$80K - $100K(Ladders Estimates)
The role Systems Reliability Engineer is to build solutions to enhance availability, performance and stability of OpenText services as well as automating away repetitive work. You'll also respond to pings, pages and alerts to investigate issues in our products that you can really sink your teeth into. You'll be working on non-production and production environments, monitoring, data collection and configuration management, as well as disaster recovery planning, capacity engineering, reliability improvement initiatives and platform automation. Your mission will be to use cutting edge technology for monitoring and maintaining the day to day operations of the entire production infrastructure for OpenText Discovery on our AWS platform.

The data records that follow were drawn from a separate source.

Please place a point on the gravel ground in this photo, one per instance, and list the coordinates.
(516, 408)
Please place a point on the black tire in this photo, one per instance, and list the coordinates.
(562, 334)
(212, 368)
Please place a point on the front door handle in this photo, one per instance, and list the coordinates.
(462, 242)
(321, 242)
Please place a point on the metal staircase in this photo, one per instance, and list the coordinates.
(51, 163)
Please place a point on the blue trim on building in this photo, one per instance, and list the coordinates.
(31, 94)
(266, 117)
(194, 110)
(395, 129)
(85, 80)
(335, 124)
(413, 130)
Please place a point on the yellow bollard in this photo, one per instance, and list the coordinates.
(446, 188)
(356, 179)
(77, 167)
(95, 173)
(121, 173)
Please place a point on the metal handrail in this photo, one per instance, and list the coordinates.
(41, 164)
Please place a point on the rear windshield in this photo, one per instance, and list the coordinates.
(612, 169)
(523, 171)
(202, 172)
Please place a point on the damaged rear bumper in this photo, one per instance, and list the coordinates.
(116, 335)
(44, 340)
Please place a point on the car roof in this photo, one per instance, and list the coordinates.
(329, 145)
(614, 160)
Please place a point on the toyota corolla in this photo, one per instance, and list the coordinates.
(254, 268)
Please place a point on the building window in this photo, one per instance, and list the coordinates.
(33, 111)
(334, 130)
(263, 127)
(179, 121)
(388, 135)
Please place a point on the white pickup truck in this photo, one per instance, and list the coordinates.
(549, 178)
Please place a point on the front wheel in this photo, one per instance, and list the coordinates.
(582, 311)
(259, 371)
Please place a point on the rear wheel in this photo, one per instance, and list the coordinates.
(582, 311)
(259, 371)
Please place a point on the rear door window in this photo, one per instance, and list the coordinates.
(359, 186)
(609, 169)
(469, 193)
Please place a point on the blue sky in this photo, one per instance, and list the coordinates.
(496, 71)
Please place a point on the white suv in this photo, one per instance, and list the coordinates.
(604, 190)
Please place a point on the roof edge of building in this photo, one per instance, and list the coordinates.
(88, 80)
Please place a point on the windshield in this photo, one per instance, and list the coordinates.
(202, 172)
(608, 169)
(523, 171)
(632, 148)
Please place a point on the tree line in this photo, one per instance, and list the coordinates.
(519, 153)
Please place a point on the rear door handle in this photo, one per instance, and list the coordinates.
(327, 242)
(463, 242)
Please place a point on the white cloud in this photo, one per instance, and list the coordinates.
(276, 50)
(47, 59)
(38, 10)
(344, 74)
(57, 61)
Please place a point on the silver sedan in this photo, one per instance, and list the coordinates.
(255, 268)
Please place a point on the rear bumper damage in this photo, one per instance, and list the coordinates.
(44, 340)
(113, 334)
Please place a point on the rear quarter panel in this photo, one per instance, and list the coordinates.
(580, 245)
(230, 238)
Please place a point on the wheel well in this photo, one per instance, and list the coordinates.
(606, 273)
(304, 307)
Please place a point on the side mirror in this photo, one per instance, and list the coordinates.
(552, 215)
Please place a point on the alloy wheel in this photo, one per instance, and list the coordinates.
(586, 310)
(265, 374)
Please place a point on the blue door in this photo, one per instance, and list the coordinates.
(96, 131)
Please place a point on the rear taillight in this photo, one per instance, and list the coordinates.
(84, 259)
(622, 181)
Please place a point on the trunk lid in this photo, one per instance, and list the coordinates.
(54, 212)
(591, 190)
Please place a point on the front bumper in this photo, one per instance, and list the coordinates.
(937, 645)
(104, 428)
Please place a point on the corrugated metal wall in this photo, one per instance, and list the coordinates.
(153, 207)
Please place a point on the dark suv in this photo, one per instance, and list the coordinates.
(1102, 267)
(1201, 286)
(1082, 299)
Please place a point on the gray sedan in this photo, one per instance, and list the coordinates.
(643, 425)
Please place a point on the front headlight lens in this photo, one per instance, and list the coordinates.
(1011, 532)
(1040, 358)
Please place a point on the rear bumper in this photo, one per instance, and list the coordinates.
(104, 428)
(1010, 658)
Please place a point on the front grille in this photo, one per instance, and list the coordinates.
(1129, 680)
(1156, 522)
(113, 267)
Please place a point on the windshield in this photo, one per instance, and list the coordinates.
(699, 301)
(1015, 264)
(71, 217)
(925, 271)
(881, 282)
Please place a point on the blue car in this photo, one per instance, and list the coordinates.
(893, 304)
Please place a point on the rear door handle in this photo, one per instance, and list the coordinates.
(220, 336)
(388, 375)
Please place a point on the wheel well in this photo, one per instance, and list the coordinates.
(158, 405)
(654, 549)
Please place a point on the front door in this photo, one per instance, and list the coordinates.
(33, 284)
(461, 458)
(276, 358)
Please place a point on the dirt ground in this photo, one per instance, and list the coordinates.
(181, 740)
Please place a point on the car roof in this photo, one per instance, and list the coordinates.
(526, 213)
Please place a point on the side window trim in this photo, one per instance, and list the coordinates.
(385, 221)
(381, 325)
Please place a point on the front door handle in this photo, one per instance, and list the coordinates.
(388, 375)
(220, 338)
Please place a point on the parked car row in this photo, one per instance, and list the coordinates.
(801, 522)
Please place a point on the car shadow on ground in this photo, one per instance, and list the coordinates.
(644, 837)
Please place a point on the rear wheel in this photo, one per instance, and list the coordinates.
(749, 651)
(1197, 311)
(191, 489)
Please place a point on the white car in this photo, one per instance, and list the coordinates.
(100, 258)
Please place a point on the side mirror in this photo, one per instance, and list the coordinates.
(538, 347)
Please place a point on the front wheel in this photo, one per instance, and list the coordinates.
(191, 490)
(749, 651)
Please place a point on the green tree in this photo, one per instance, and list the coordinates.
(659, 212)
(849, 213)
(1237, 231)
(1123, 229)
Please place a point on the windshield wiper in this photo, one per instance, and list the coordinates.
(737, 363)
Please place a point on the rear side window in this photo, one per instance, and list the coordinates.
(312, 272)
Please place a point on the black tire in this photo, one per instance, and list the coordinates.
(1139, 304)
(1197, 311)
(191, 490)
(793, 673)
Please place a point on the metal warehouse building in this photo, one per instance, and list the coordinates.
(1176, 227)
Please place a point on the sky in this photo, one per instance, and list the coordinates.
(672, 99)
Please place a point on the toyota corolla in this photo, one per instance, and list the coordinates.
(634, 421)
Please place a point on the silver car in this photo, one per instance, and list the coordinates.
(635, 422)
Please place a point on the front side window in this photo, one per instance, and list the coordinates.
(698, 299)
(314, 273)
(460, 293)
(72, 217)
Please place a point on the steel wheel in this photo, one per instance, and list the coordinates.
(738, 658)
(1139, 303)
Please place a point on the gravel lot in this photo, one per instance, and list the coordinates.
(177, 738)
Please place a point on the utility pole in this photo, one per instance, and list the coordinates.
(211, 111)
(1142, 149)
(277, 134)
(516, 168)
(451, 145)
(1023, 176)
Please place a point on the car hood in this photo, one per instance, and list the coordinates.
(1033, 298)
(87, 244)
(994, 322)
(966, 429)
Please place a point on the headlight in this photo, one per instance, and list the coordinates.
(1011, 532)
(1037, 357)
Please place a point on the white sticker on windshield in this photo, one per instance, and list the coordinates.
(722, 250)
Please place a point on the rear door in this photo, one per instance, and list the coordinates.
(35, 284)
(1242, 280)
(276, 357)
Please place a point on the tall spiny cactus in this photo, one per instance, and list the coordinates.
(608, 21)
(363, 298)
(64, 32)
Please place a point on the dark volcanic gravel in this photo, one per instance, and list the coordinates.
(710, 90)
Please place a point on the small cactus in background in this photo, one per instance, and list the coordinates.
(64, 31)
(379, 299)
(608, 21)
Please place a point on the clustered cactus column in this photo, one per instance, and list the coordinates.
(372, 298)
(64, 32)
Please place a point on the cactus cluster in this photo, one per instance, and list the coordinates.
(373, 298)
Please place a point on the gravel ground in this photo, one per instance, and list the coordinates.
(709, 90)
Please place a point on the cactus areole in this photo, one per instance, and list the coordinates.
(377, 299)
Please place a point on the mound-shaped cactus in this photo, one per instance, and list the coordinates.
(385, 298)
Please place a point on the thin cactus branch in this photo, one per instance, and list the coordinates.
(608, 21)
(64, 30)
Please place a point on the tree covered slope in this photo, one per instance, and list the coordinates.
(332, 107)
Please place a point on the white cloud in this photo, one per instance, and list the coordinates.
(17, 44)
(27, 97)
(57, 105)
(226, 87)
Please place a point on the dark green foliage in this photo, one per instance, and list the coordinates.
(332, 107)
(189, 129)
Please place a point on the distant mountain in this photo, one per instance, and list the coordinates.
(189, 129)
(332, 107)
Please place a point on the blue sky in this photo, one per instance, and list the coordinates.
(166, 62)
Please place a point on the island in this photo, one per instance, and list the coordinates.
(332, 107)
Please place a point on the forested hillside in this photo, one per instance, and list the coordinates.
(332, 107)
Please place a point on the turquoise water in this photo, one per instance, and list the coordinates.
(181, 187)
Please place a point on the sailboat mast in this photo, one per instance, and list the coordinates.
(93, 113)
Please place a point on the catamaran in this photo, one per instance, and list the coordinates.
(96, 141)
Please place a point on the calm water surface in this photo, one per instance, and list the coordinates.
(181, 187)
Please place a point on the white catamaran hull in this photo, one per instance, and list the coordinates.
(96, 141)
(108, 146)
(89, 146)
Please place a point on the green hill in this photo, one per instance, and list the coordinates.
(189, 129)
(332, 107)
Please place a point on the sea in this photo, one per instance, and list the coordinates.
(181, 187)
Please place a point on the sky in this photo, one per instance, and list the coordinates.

The best person for this role is someone that has a collaborative spirit - in our world, it's not about being a hero and having all the answers, it's about sometimes saying "I don't know" and working on finding solutions rather than starting with an assumption. The team needs someone who can ask questions, learn from others and turn chaos into order.
This role would be a great fit for someone with creative and innovative problem-solving skills. You will develop and implement solutions that operate at scale. Our teams are empowered and expected to improve our products to truly deliver a reliable experience to customers.
You are great at:
• Provide attention to incidents according to Service Level Agreements.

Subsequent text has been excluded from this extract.